Clay form does not travel
The surfaces are different sports in everything but the scoring. Clay is slow, high-bouncing, rewards heavy topspin and long rallies, punishes the flat-hitting first-strike player. Grass is the opposite: low, skiddy, fast, rewards the serve and the early ball. A player who grinds out a five-setter in Paris is solving a different problem from the one Wimbledon asks three weeks later.
Markets have priced this for years. The relevant signal for grass is not what happened on clay, but who looks sharp on grass, and the grass-court swing has not started yet. Queen's and Halle fall in the weeks before Wimbledon and run into late June. Those are the tune-ups that move the Wimbledon contract, because that is where the model gets real grass data to chew on. Until then, the prices reflect priors: serve quality, prior Wimbledon results, fitness.
Which is why Zverev winning Paris does almost nothing here. His grass record is not what the market is buying or selling. The drift down to 7% is probably just rotation as Sinner ticked up three points in the same window.
The real mover was weeks ago
The Wimbledon market did get a jolt this spring. It came from Carlos Alcaraz withdrawing before the French Open with a wrist injury, the same injury that has since ruled him out of both Queen's and Wimbledon 2026. The defending instinct of any grass-court model is to anchor on Alcaraz: he has been the player to beat on the surface for two years. Take him out of the field entirely, his probability to zero, and that weight has to land somewhere. It landed on Sinner.

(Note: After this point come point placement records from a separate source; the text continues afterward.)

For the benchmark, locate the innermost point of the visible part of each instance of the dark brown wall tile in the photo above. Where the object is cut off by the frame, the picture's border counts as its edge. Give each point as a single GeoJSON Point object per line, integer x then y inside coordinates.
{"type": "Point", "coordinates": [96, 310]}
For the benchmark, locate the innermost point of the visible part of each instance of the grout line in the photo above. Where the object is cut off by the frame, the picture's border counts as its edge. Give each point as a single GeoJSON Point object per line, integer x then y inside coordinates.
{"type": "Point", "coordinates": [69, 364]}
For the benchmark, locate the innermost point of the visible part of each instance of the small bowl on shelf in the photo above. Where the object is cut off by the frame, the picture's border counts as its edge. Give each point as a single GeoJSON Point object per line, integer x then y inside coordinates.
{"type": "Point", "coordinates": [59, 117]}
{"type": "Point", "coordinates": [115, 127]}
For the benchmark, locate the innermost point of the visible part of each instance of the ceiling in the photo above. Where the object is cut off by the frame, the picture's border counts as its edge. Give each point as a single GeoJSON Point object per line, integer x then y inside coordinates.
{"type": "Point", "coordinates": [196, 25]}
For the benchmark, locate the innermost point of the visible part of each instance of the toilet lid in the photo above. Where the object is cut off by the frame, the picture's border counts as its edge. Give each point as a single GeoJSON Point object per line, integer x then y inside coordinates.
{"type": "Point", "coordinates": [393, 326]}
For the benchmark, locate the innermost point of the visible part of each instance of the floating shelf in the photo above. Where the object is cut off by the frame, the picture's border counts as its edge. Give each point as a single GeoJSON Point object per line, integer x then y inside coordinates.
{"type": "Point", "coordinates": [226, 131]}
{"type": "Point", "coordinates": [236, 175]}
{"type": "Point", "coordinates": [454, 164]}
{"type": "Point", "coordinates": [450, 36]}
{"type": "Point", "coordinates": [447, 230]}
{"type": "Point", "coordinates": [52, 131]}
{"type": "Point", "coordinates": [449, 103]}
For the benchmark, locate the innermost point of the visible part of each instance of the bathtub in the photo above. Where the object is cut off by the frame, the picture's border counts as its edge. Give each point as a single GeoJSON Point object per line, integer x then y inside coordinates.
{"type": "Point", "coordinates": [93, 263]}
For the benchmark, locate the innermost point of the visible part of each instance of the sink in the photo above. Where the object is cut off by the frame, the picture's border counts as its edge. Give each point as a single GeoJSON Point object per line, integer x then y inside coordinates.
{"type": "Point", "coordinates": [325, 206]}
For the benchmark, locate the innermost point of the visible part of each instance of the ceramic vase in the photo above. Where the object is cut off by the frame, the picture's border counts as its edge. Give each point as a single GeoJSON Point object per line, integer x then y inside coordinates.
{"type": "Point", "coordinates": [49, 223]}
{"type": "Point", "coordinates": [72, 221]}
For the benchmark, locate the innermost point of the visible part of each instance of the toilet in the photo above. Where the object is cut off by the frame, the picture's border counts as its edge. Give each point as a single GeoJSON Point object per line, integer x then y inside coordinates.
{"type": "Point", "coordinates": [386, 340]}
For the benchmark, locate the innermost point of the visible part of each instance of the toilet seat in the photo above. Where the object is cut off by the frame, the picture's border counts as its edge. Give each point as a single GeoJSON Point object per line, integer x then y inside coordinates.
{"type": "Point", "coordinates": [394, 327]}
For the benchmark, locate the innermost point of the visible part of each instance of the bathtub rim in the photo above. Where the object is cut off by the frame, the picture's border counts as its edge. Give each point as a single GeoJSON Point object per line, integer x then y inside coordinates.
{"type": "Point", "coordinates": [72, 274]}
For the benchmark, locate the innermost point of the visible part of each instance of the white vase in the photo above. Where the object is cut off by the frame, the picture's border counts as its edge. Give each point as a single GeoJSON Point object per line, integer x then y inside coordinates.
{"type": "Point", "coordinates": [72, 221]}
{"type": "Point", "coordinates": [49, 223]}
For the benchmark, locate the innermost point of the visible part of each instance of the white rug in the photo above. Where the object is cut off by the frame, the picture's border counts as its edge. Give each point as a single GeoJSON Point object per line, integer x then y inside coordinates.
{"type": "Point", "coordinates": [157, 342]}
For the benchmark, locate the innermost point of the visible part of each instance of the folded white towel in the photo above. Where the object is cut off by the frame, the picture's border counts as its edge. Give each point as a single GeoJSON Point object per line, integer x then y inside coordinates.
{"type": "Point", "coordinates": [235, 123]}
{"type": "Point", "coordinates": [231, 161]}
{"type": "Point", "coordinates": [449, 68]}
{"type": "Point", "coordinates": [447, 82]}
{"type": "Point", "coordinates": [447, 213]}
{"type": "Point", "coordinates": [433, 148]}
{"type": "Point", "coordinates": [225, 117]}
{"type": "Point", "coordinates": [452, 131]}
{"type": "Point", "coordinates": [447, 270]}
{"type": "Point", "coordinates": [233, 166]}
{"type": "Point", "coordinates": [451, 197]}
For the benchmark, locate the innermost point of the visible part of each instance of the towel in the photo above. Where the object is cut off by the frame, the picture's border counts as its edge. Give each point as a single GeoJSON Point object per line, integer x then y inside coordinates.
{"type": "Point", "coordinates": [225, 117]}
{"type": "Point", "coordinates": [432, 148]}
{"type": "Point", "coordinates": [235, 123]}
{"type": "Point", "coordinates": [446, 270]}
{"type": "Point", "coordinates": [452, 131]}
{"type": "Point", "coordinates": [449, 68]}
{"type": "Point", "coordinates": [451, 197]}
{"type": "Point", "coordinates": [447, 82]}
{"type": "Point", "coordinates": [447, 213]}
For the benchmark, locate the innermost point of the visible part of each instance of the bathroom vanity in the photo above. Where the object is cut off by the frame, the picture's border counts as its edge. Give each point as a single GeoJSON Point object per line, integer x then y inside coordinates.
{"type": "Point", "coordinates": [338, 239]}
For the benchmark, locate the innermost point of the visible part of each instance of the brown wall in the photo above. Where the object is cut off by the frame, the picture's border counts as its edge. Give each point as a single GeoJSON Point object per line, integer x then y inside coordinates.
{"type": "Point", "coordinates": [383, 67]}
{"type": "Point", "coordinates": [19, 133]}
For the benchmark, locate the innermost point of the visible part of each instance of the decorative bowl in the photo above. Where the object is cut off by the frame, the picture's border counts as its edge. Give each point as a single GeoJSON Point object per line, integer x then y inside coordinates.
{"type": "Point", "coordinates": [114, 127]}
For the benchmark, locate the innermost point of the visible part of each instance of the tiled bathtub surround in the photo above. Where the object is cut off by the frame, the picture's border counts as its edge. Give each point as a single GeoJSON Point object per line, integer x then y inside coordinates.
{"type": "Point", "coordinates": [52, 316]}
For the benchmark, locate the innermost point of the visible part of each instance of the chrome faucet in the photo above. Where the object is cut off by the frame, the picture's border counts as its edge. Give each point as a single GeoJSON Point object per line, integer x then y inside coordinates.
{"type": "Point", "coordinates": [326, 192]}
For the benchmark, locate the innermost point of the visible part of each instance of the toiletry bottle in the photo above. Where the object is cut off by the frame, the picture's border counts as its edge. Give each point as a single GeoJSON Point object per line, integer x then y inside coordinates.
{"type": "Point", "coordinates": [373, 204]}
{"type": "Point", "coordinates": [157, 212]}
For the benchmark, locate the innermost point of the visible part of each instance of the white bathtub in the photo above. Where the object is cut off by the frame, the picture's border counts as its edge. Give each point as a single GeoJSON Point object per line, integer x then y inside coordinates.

That is why Sinner is at 59% despite an early Paris exit. The clay result is noise. Alcaraz's absence is the signal, and it priced in weeks ago, not today. Novak Djokovic at 12% sits in the second tier almost by default, the only other name with a Wimbledon pedigree dense enough to absorb meaningful probability. Everyone else, Menšík, Medvedev, Shelton, Fritz, Draper, Bublik, sits in low single digits or worse. That is what a market with one dominant favourite and a soft middle looks like, rather than a split field. If you want a primer on reading these distributions, our explainer on how prediction market odds work walks through the mechanics.
The contrast on the women's side sharpens the point. Mirra Andreeva won the women's French Open yesterday, the youngest Roland Garros champion since 1992. A genuinely seismic result. The Wimbledon women's contract is a different animal because grass form is, again, a different question, and the favourites there reflect grass priors, not what happened in Paris.
What to watch over the next three weeks
Wimbledon runs 29 June to 12 July. Three weeks is a lot of pricing time. The honest forward-looking signal is the grass-court swing: Queen's, Halle, the early form lines that show whose serve is landing, whose movement on the slick stuff looks confident, whose body is holding up. A favourite who limps through Queen's gets repriced quickly. A 30-to-1 outsider who wins Halle gets repriced even more quickly.
The honest watch from here is grass form, full stop. The main question is whether Sinner arrives sharp and fit, because the market has loaded so much onto one name. The secondary one is whether anyone in the soft middle makes a real grass statement at Queen's or Halle, the kind of run that forces the favourite's price to give ground. Nothing that happened in Paris this fortnight changes either.
Zverev's title is a career moment, and Cobolli's run to the final is the kind of story that builds a player's reputation for years. Neither tells you much about who lifts the trophy on Centre Court in five weeks. The market knows that. Treat the Paris result the way a serious trader does: as a beautiful, emotionally satisfying piece of information that the grass-court contract is allowed to ignore.
At iPredicta we track the Wimbledon market and the wider tennis book across Polymarket and the regulated venues, and the grass-court form lines from Queen's and Halle are what we are reading most carefully between now and the first ball at SW19.
Frequently asked questions
Why didn't the French Open result move the Wimbledon market more?
Clay and grass are effectively different sports. Clay rewards heavy topspin and long rallies; grass rewards serves and first-strike tennis. A great clay result is weak evidence for grass, so the market treats Paris as background noise and waits for the actual grass-court tune-ups at Queen's and Halle to start pricing the Wimbledon contract more aggressively.
Why is Sinner the Wimbledon favourite if he lost in round two in Paris?
Sinner's 59% is built on grass priors and on Carlos Alcaraz's wrist injury, which has ruled Alcaraz out of Wimbledon entirely and removed the obvious grass favourite from the field before Paris. The early French Open exit is a clay datapoint, which the Wimbledon model largely discards. The real repricing happened on the Alcaraz news, and most of it has already landed.